The answer is - data. Information. Marketing. Every detail about you and me. That is where the money is.

This is not necessarily a new argument. I've heard it thrown at me by various followers of the Web 2.0 bubble, who allegedly regurgitated it from some of the 'A-List' bloggers out there, including John Battelle.

But the argument holds weight, nonetheless. The one thing the Web 2.0 sites have in common is that they are furiously mining information about you and your buddies. What you like. What you like that your buddies like. Digg knows what stories you've submitted, what demographic you're in, how other people in your demographic react to what you post. MySpace can break its users down by almost any statistic imaginable, then mine that data for more information about what it is you're doing and sharing online, and how that relates to your friends in the same (or different) demographics.

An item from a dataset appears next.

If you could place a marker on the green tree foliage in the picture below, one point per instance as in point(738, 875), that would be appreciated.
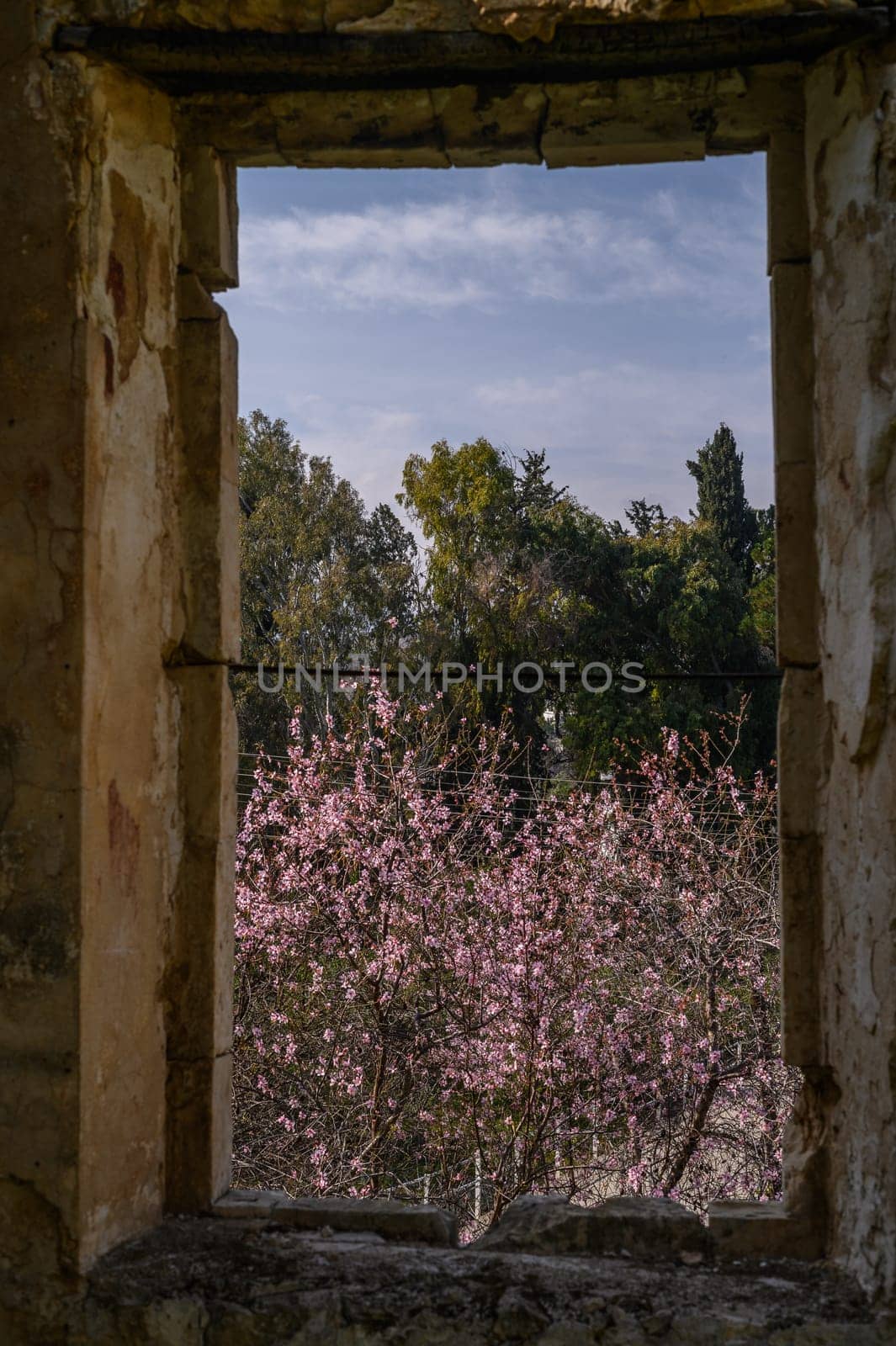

Flickr is perhaps one of the most interesting ones. Search for 'cat', and Flickr will record the most popular photo clicked. By associating the colour and picture data within photos with keywords used to search, Yahoo is slowly building a database of human identification. It has often said that the differentiator between Yahoo and Google, going forward, is that Yahoo wants the web processed by humans and Google wants it done by robots. Google uses algorithms to generate anything to do with its business. Yahoo, with its acquisition of Flickr and Delicious and whatever else is on the horizon, wants people - and social networks - to define how it does business.

The EndGame
So Murdoch knows everything about MySpace. The financial gurus at Yahoo know all about your personal thoughts, pictures and bookmarks. The guys at Google know everything about your search habits, and you can bet they want to link 'em up to your email and calendar and whatever else you end up using online. How much is that data worth? With marketing spends online going ever upwards, as more and more of the world 'logs on', you can bet that it's only going to get more and more valuable.

And where it's valuable, it will be bought and sold. Our social networks, searching habits, visual identifiers and personal preferences will be mercilessly sold to anyone who wants to get their hands on our particular demographic. And when your photos, your files, your email and your friends are all online, you'll have to be online - and thanks to net everywhere, like the Google San Francisco project, you'll always be able to be online. And as long as you're online, they can market to you.

When the Web 2.0 bubble bursts - when the massive buyouts are done, the millionaires are made and the sites we love today are in the hands of big business - the innovation will grind to a halt, and what's left will be the endless grinding of the marketeering machine.

But hey - at least you'll be closer to your friends. And you'll have free photo hosting, too.